Hay personas que necesitan tocar fondo para encontrarse de verdad. Irene Rosales parece ser una de ellas, y por eso a día de hoy lo cuenta sin miedo. Meses después de cerrar definitivamente el capítulo más complicado de su vida (once años junto a Kiko Rivera, nueve de matrimonio y un final que la dejó expuesta ante medio país), la sevillana se encuentra radiante, serena y con una claridad que no se veía en ella desde hacía mucho tiempo. Ya no actúa para las cámaras, lo que transmite ahora parece, por fin, genuino.
Adiós al drama personal
Lo primero que llama la atención de la nueva etapa de Irene Rosales es precisamente eso, la ausencia de dramatismo. Ha pasado por infidelidades, por el duelo de perder a su madre en 2020, por años aguantando una relación que llevaba tiempo muerta por dentro, y sin embargo hoy habla de todo ello sin rencor y sin necesidad de victimizarse.
«Es bonito sanar. Es bonito cuidarse. Es bonito volver a brillar. Es bonito volver a llenarse de paz», escribió en sus redes en uno de esos mensajes que, más que una publicación, suenan claramente como una declaración de intenciones.
Sobre su separación de Kiko Rivera fue siempre muy clara en cuanto al orden de los hechos: «Mi matrimonio con Kiko terminó y yo empecé a tener una amistad con este chico; no ha tenido nada que ver con mi separación».
Sin enredos, sin ambigüedades. Y cuando le pidieron más explicaciones de las que ella consideraba necesarias, tampoco se escondió: «Le he dado las explicaciones que creía necesarias». Ese tono, firme pero sin rodeos, define perfectamente la Irene Rosales de ahora.
Guillermo, el hombre que llegó para hacerla feliz
La nueva ilusión de Irene Rosales, como ya hemos contado anteriormente, tiene nombre propio: Guillermo. Es un empresario sevillano que gestiona una empresa de instalación de césped artificial y que, curiosamente, no es ningún desconocido en su historia. Hace cinco años fue él quien colocó el césped en la vivienda familiar que compartía con Kiko Rivera. Lo que entonces fue una relación estrictamente profesional ha derivado, con el tiempo, en algo mucho más profundo.
Cuando salieron a la luz las primeras imágenes de la pareja, no faltaron los rumores sobre el pasado sentimental de él. Irene los despachó con una frase que lo decía todo: «Yo he dormido perfectamente». No necesitó más palabras.
Y ante las cámaras de ‘Y ahora Sonsoles’, fue más explícita sobre lo que le hace sentir: «Estoy ilusionada, me cuida muy bien, nos estamos conociendo, estoy feliz y estoy enamorada 100%. Todavía no conozco sus defectos, solo sus virtudes». Una confesión en toda regla, sin filtros y sin el pudor que la caracterizaba antes.
Una felicidad que no necesita demostrar nada
Lo más llamativo de este momento vital de Irene Rosales no es solo que sea feliz, sino cómo lo es. No hay posado estudiado, ni exclusivas calculadas al milímetro, ni necesidad de validación externa.

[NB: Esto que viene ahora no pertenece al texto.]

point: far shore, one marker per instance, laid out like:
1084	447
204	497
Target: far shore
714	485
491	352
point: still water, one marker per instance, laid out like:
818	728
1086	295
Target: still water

Ella misma lo resumió en sus propias redes sociaales con unas palabras que definen claramente su etapa actual: «Encontré la felicidad tranquila, completamente real». Esa tranquilidad, la que se construye en silencio y sin aspavientos, es precisamente lo que más le costó encontrar durante sus años de exposición mediática constante.
Sobre Guillermo añadió algo que suena sencillo pero que, viniendo de donde viene, tiene mucho peso: «Con Guillermo me va a ir muy bien y le mando un besazo que se lo merece. Me cuida muy bien». Una frase sin florituras que resume lo que necesitaba: alguien que la cuide, no que la deslumbre.